Below, we start to run our code.

In [57]:
#------ Start to run ------#
if __name__ == '__main__':
    
    save_folder_list = ['feature_analysis/without_normalization', 
                        'feature_analysis/standardscaler', 
                        'feature_analysis/minmaxscaler']

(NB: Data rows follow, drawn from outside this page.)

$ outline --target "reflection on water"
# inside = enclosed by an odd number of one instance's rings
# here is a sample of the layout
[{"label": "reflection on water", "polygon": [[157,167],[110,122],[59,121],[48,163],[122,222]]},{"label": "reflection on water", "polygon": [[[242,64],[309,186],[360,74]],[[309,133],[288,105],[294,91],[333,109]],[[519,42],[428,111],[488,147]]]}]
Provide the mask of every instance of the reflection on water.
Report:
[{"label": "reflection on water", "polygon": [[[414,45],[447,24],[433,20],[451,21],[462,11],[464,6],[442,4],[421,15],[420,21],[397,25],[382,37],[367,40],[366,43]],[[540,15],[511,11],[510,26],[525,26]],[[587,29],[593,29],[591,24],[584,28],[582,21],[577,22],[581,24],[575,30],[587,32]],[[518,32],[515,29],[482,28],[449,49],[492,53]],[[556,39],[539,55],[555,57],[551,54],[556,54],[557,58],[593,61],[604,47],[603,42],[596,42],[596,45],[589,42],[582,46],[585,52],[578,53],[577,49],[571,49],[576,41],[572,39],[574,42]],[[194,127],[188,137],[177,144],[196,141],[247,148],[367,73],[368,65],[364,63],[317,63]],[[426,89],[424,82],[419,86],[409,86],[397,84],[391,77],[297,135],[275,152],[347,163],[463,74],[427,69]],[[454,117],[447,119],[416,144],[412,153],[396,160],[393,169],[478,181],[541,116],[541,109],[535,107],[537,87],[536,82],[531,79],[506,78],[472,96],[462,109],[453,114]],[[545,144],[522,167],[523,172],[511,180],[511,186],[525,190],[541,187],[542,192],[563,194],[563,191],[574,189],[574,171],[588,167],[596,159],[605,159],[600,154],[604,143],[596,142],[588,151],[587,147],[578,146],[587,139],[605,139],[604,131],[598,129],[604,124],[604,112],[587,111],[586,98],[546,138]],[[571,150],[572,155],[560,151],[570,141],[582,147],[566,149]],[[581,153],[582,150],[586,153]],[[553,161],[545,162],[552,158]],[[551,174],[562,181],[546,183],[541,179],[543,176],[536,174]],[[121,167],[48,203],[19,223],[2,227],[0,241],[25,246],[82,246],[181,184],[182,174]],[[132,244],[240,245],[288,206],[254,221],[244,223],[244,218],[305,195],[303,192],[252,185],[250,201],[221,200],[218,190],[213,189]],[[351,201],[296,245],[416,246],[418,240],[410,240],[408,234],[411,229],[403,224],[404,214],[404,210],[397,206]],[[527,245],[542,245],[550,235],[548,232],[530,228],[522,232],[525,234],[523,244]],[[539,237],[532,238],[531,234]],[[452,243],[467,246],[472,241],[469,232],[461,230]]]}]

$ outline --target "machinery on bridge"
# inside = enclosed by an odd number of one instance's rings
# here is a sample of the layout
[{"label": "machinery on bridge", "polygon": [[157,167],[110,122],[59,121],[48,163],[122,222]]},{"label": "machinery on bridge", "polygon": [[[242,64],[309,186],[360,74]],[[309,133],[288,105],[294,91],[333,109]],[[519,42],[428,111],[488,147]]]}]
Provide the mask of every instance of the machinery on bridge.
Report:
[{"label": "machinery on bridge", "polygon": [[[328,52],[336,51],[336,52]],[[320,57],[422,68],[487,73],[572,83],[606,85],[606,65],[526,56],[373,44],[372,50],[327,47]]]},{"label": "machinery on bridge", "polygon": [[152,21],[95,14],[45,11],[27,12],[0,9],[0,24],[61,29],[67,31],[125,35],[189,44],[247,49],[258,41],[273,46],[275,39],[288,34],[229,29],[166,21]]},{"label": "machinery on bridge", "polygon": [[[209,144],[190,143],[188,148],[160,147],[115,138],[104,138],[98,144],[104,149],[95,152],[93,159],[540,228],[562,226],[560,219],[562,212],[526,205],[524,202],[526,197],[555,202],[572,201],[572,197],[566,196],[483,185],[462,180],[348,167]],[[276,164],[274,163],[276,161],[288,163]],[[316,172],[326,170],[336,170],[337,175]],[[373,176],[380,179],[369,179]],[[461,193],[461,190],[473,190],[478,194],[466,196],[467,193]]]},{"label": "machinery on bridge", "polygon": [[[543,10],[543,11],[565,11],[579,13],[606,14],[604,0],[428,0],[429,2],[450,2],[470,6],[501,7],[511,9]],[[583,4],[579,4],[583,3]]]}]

    for cur_folder in save_folder_list:
        if not os.path.exists(cur_folder):
            os.makedirs(cur_folder)
            print('Congrats! Folder has been created!')
        else:
            print('There is no need to create any folders!')
        
    input_file_name = 'processed_csv/processed_combined.csv'
    
    #----wihtout normalization
    norm_tag = 'without_normalization'
    root_dir = 'feature_analysis/without_normalization'
    without_normalization_analysis(input_file_name, norm_tag, root_dir)
    
    #---- normalization to be [0,1]
    norm_tag = 'minmaxscaler'
    root_dir = 'feature_analysis/minmaxscaler'
    minmax_normalization_analysis(input_file_name, norm_tag,root_dir)
    
    
    #---- normalization to be zero mean and unit standard deviation (std)
    norm_tag = 'standardscaler'
    root_dir = 'feature_analysis/standardscaler'
    standardscaler_normalization_analysis(input_file_name, norm_tag,root_dir)
   
    
    print('')
    print('>>>Congrats! Features analysis is done!')

Congrats! Folder has been created!
Congrats! Folder has been created!
Congrats! Folder has been created!

>>>Congrats! Features analysis is done!